There is nothing whatever in petitioner's contentions that there is essential unfairness in the application of what petitioner insists is 'a test having retroactive application,' a species of ex post facto ruling, and that the SEC has abdicated its powers in ruling that in its disposition of the Section 12(d) proceeding it could do no more than impose 'such terms as the Commission may deem necessary to impose for the protection of investors.'
There is no basis for the claim of unfairness. All companies whose stock is listed are informed that the New York Stock Exchange Rules are subject to constant revision in the light of the changing economy and that their stock may be delisted if they do not meet standards established or revised subsequent to the original listing of the stock. The reference to 'the average net earnings after taxes for the last three years,' as well as to the size of the company and the value of its net tangible assets or the 'aggregate value of the common stock' is in all respects reasonable. One of the main purposes of the Act was the protection of investors and prospective investors. Future purchasers of securities are those peculiarly in need of the sort of protection which is afforded by delisting. If new standards could be made effective only after a lapse of years or even months, such protection might turn out to be illusory and of the toolate variety. As the Commission pointed out in its opinion in the case at bar, the possible adverse effects upon current security holders 'inherent in any delisting * * * must be weighed against the protection afforded future purchasers by removing from exchange trading securities found unsuitable for that market.'
The so-called abdication of power by the SEC comes to no more than this: when the amended rule was promulgated the SEC allowed it to become effective and decided not to challenge its propriety or reasonableness in a Section 19(b) proceeding. This is the exercise rather than the abdication of power. Moreover, after the commencement of the Section 12(d) proceeding, it was still not too late for the SEC to hold the delisting proceeding in abeyance until it had taken such action as it thought proper pursuant to the provisions of Section 19(b).

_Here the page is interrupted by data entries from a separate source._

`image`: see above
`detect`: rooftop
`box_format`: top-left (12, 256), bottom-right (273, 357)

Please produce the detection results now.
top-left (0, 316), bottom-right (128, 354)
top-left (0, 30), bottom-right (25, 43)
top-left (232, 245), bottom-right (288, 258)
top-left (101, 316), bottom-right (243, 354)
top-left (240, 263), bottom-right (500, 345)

Petitioner has, we think, entirely misconceived the mechanics of the Act in this matter of delisting. 'Although a wide measure of initiative and responsibility is left with the exchanges, reserved control is in the Commission if the exchanges do not meet their responsibility.' H.R.Rep. No. 1383, 73d Cong., 2d Sess. (1934), p. 15. Accordingly, it is within the power of the exchange to alter its delisting rules at any time and to suspend trading in any particular stock. The SEC then may exercise its control in either of the two ways prescribed in Sections 12(d) and 19(b). If in the exercise of its supervisory powers the SEC decides to let the delisting rule of the exchange remain unchallenged and acts only on application of the issuer or the exchange in a Section 12(d) proceeding, the legislative pattern contemplates that the power of the SEC in that proceeding be limited to the imposition of 'such terms as the Commission may beem necessary to impose for the protection of investors.' That the SEC found it unnecessary to impose any terms in the Section 12(d) proceeding in this case was a proper exercise of its functions and we shall not disturb the finding.